On Mon, Jun 19, 2000 at 10:58:21AM +0200, Markus Leypold wrote:
>  > Delivered-To: leypold at lesbains.informatik.uni-tuebingen.de
>  > From: "Mike Allison" <mallison at konnections.com>
>  > Date: Sat, 17 Jun 2000 10:05:01 -0600
>  > Sender: owner-pups at minnie.cs.adfa.edu.au
>  > 
>  > I think I understand what Michael is saying.  Or at least it means something
>  > to me.
>  > 
>  > I don't have a lot vested here, nor have I always followed the issues with
>  > PUPS and now TUHS.
>  > 
>  > Certainly a big part of this was running AT&T UNIX systems on these
>  > machines.  And, TUHS might only ever be about UNIX as UNIX (R).
> Well, the demarcation lines are not wuite clearly drawn. Only
> yesterday my eyes fell on a paragraph in Peter Salus Book: 4.xBSD
> brought ... improvments ... also a port to the Intel 386/486
> Architecture by Bill Jolitz.
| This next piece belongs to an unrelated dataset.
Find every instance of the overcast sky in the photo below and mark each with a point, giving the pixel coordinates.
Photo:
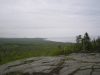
(49, 18)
Well, 386BSD became FreeBSD and it's
> offspring.

For those trying to keep track of the exact Unix history graph,
it should be noted that the above history isn't quite right.

Jolitz' original 386 port was partially done for CSRG and partially
done for what became BSDI.  A somewhat infamous falling-out during
Usenix resulted in Jolitz *redoing* his 386 port and releasing it
as 386BSD shortly after BSDI released BSD/386.

BSD/386 0.0 was released, then 0.1.  Jolitz kept saying things
about "0.2" but it began to become clear to most people that it
wouldn't be released soon, if ever.  A semi-official "patchkit"
sprung up, and soon most people were running 386BSD 0.1 plus
patchkit X.

Meanwhile, Adam Glass and Chris Demetriou and, soon, a small
number of others, started work on what became NetBSD, a centrally
managed free software project that sought to bring some CSRG-like
focus to the 386BSD chaos.  An early snapshot of this made its
way to the patchkit folks, who declined for various reasons to
participate.  NetBSD 0.8 was released, and a little bit later
the patchkit maintainers (mostly) released FreeBSD.  Though there
was new work -- and would eventually be a *lot* of new work --
there was also clearly a lot of code that came not from 386BSD
or the patchkits but from that pre-0.8 NetBSD snapshot.  Since
these facts are pretty well known among the principals involved
it's always been a mystery to me why Unix history graphs seem
to get the later wiggles in the xBSD line all wrong.